Önce bir
kader ağı. Bülent Ecevit, 12 Eylül darbesi öncesinde, biri
"polis silahı" ndan çıkan kurşunla fiili teşebbüs olmak üzere, diğeri de muhtemelen 1 Mayıs 1977'den hemen sonrasında, belki başka anlarda da
"Gladio, kontrgerilla usulü suikast" hedefiydi.
O yüzden olmalı; kitle partisi liderleri arasında,
"Kontrgerilla" yı ilk telaffuz eden oydu.
Sonradan
"geri adım" atmak zorunda kalsa da.
Ecevit son başbakanlığı sırasında;
Rahatsızlığının bir kısım medya, bir kısım gazeteci, bir kısım siyasetçi, bir kısım asker, bir kısım yakını, bir kısım doktor tarafından
istiskal ve istismar edilmesiyle devrilmek istendi.
Kimine göre bu da
"bir derin devlet operasyonu" idi.

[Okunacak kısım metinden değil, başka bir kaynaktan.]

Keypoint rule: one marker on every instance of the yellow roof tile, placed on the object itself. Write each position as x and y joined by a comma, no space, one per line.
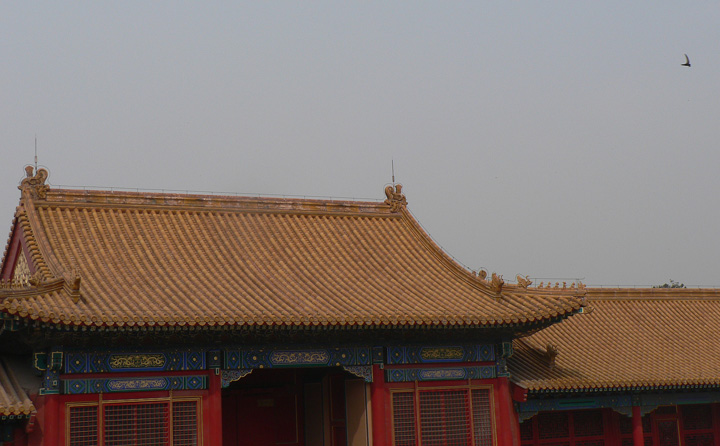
626,338
13,399
127,258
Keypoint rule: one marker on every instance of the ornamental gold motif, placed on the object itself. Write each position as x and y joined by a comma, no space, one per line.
287,358
21,276
136,384
442,374
442,353
136,361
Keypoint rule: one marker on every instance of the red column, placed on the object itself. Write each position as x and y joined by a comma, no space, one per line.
638,437
507,421
377,393
51,425
214,405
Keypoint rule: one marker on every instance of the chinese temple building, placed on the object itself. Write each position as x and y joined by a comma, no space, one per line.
133,318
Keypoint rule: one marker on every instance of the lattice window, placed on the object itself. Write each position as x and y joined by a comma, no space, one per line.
83,426
444,418
447,417
404,418
137,424
185,423
482,417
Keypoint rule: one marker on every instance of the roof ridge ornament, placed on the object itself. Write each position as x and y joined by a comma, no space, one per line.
496,283
395,197
523,282
35,184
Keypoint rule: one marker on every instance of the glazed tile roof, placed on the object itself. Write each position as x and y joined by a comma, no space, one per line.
626,338
13,399
104,258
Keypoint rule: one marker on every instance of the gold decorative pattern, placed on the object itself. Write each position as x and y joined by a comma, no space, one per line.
442,353
280,358
118,362
135,384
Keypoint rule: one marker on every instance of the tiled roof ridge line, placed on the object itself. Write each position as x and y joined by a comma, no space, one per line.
656,294
6,252
45,261
207,193
218,203
620,388
463,272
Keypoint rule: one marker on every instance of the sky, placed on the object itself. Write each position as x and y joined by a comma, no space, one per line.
562,140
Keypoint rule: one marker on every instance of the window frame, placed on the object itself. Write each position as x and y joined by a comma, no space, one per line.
102,403
416,389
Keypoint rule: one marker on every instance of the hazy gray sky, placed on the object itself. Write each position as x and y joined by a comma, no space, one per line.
548,138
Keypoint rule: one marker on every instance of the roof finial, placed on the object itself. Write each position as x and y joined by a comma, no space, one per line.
395,197
392,165
35,184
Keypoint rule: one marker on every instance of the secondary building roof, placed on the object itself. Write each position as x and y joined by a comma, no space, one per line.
107,258
626,339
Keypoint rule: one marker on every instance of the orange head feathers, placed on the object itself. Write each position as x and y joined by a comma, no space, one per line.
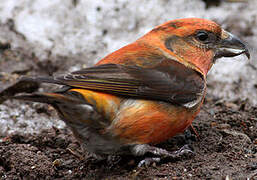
194,42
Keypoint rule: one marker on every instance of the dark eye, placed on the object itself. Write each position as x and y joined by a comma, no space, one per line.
202,36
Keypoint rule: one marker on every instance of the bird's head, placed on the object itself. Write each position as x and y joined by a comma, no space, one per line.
195,42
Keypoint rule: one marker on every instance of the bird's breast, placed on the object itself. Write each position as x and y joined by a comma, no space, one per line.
145,121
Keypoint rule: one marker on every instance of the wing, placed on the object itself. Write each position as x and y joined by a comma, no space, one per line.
168,81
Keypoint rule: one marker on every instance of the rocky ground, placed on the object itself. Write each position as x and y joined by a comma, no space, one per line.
35,144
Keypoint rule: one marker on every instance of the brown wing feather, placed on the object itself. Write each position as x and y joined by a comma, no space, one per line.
168,81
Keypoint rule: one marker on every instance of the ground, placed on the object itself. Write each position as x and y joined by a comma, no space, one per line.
53,37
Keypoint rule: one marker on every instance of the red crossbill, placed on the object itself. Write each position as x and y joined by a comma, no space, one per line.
143,93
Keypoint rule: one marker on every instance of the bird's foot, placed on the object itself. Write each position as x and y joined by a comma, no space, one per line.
142,149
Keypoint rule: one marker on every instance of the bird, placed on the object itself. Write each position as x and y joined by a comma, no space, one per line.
144,93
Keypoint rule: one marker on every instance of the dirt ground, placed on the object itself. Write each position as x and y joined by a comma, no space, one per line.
226,147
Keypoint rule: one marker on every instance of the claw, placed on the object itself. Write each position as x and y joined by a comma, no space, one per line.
147,161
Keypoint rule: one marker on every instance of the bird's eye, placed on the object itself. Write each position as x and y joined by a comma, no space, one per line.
202,36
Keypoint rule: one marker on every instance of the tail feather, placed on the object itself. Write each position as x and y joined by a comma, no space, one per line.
42,80
50,98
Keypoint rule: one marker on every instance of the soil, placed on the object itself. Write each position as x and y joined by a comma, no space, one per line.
226,147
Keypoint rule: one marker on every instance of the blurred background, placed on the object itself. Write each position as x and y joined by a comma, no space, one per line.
55,36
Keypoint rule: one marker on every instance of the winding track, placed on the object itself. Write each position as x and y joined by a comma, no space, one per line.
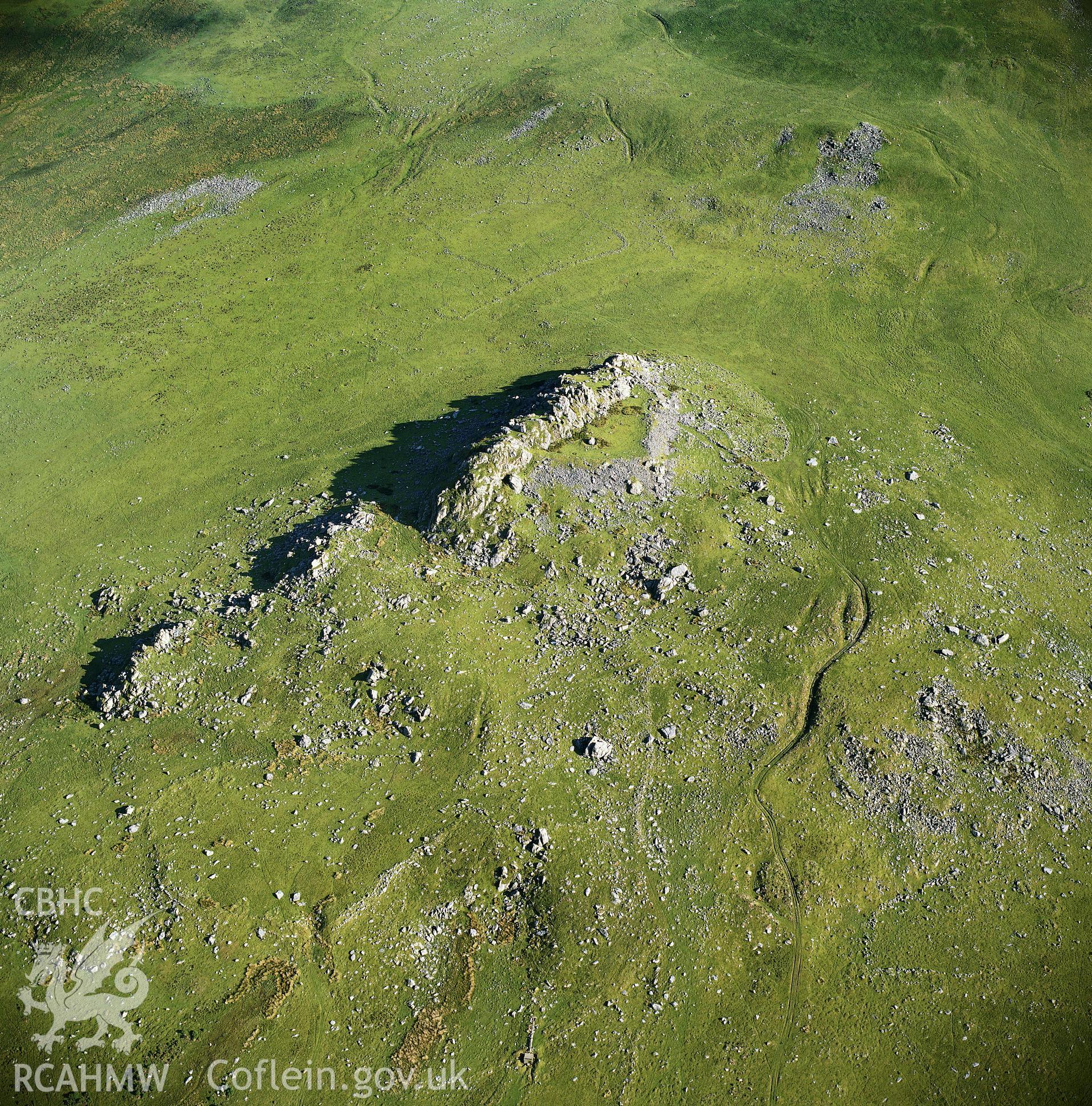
854,618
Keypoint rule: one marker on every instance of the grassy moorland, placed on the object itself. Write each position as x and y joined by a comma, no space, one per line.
840,847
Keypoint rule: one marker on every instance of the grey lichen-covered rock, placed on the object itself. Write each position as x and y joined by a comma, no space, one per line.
578,401
127,694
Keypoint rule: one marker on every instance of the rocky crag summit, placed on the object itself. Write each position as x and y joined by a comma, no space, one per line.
467,512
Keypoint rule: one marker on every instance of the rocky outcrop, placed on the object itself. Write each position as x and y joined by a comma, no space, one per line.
577,402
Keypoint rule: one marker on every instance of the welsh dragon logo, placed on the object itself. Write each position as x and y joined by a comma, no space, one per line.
73,995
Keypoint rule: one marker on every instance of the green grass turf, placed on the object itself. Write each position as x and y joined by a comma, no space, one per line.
405,259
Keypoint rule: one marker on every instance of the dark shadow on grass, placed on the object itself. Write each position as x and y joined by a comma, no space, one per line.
406,475
110,657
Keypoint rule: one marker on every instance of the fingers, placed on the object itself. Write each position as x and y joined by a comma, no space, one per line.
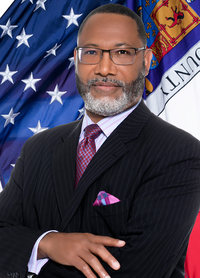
81,251
90,264
105,255
106,241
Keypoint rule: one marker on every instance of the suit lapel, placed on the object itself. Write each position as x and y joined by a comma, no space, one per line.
111,151
63,167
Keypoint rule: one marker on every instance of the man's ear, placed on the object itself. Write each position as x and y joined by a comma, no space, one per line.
147,60
74,55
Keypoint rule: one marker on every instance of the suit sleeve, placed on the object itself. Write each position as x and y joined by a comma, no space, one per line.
162,215
16,239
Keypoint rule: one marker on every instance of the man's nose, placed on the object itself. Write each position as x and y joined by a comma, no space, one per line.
106,66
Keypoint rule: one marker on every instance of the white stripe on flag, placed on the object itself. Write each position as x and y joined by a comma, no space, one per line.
4,5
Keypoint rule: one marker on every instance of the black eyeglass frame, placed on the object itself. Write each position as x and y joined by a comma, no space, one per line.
109,50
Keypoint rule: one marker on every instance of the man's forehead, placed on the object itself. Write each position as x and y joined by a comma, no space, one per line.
108,24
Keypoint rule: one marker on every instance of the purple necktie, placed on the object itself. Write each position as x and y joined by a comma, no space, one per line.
86,150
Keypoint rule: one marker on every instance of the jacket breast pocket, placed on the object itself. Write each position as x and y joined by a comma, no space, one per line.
110,219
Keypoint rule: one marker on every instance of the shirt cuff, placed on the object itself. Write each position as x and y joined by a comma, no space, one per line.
35,265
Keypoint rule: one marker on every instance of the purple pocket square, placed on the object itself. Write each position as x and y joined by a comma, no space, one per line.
104,199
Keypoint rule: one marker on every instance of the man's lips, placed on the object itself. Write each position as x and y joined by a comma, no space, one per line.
105,85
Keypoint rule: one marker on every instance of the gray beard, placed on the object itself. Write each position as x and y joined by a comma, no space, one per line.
106,106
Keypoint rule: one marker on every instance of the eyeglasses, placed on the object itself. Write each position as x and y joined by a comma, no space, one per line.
119,56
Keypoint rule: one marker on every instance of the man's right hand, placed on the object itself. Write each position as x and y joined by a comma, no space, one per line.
80,250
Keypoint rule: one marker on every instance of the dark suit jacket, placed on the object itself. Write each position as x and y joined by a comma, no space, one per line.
151,166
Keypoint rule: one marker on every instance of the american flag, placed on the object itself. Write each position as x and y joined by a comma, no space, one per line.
37,80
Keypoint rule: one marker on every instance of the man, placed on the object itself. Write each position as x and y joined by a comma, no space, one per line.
131,212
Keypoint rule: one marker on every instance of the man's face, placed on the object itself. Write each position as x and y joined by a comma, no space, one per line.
106,88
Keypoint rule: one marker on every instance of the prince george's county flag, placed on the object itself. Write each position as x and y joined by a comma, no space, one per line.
37,80
173,84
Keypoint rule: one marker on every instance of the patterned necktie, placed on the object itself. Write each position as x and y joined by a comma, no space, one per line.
86,150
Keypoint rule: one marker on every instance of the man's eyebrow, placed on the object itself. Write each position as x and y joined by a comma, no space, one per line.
116,45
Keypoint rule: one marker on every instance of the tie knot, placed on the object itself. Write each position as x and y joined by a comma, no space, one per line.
92,131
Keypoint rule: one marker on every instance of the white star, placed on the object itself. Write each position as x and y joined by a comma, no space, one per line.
10,118
38,128
52,50
30,82
56,95
25,0
72,18
7,29
7,75
71,62
23,38
40,4
81,113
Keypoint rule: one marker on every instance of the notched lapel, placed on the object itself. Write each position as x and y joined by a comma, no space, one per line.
63,168
111,151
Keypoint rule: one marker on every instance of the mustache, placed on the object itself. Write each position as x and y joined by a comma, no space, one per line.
116,82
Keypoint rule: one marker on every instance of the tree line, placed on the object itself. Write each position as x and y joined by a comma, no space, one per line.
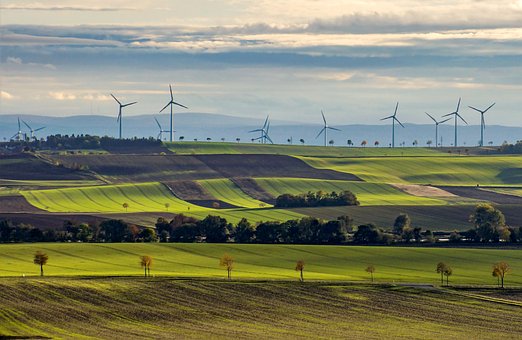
316,199
489,226
227,261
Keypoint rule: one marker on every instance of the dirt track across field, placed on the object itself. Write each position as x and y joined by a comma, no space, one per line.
231,166
250,187
166,168
477,193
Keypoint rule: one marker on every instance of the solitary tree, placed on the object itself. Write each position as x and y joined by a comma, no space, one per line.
448,272
501,269
441,267
227,261
300,267
146,263
40,258
370,269
496,273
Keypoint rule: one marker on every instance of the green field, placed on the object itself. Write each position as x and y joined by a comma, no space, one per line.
470,266
201,148
128,308
466,170
507,191
142,197
367,193
225,190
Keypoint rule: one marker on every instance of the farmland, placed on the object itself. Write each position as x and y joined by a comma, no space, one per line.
493,170
165,308
367,193
417,265
195,148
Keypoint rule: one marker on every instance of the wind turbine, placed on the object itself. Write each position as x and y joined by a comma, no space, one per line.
325,129
160,134
32,131
18,135
172,102
119,112
437,123
394,119
264,132
457,115
482,121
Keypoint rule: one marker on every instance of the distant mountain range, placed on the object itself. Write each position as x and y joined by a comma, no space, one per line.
216,126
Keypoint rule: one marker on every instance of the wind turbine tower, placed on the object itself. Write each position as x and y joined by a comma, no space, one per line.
121,107
325,129
394,119
437,123
170,103
482,121
457,115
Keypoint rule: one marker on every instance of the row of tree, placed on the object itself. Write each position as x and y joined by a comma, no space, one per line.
489,226
316,199
500,269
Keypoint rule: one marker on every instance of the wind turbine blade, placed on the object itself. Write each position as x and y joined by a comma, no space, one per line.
320,133
474,108
23,121
165,107
266,122
173,102
489,107
115,99
462,119
398,121
431,117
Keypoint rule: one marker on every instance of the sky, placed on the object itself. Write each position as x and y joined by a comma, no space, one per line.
287,58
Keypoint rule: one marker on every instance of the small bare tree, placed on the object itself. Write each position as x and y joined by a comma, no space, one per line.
441,266
227,261
300,268
146,263
448,272
501,269
40,258
370,269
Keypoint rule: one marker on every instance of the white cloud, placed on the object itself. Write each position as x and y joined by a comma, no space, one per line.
6,95
62,96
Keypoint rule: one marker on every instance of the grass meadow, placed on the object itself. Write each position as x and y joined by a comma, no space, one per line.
267,262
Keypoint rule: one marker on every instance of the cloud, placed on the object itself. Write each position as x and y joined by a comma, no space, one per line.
6,95
62,96
19,61
42,7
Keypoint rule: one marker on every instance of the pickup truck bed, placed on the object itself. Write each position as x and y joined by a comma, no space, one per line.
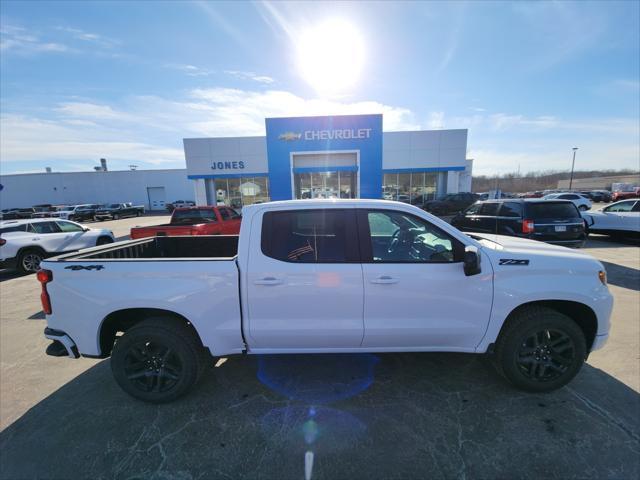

Nitekim,
Ecevit'in kimi yakını, şimdi o günlerde
kimi başka yakınının bu manadaki kuşku verici davranışlarına tanıklık ediyor.
Ecevit kamuoyu önünde son adımlarını, bir bakıma zorla ve çok zorlanarak, Anıtkabir'de attı.
"Danıştay saldırısı" nda öldürülen
Mustafa Yücel Gökbilgin' in cenazesi dolayısıyla mitinge dönüşmüş o gün aynı zamanda
siyaset sahnesinin 60 yıllık önemli bir aktörü ve tanığının ölüme yürüdüğü, kimine göre yürütüldüğü gündü.
Şimdi, Yargıtay kararıyla
Danıştay davası da
Ergenekon ile birleştiriliyor.
Danıştay sanıkları ile
Ergenekon sanıkları arasında bağlar (yeniden) kuruluyor.
Ne gariptir ki...
Kimileri 12 Eylül öncesinde
Ecevit'i ortadan kaldırmak isteyen yapıların da parçasıydı.
Ne gariptir ki...
Kimileri son başbakanlığı sırasında
Ecevit'i devirmek isteyen yapıların da parçasıydı.
Ecevit son yürüyüşünde onlarla da omzomuza idi bir bakıma.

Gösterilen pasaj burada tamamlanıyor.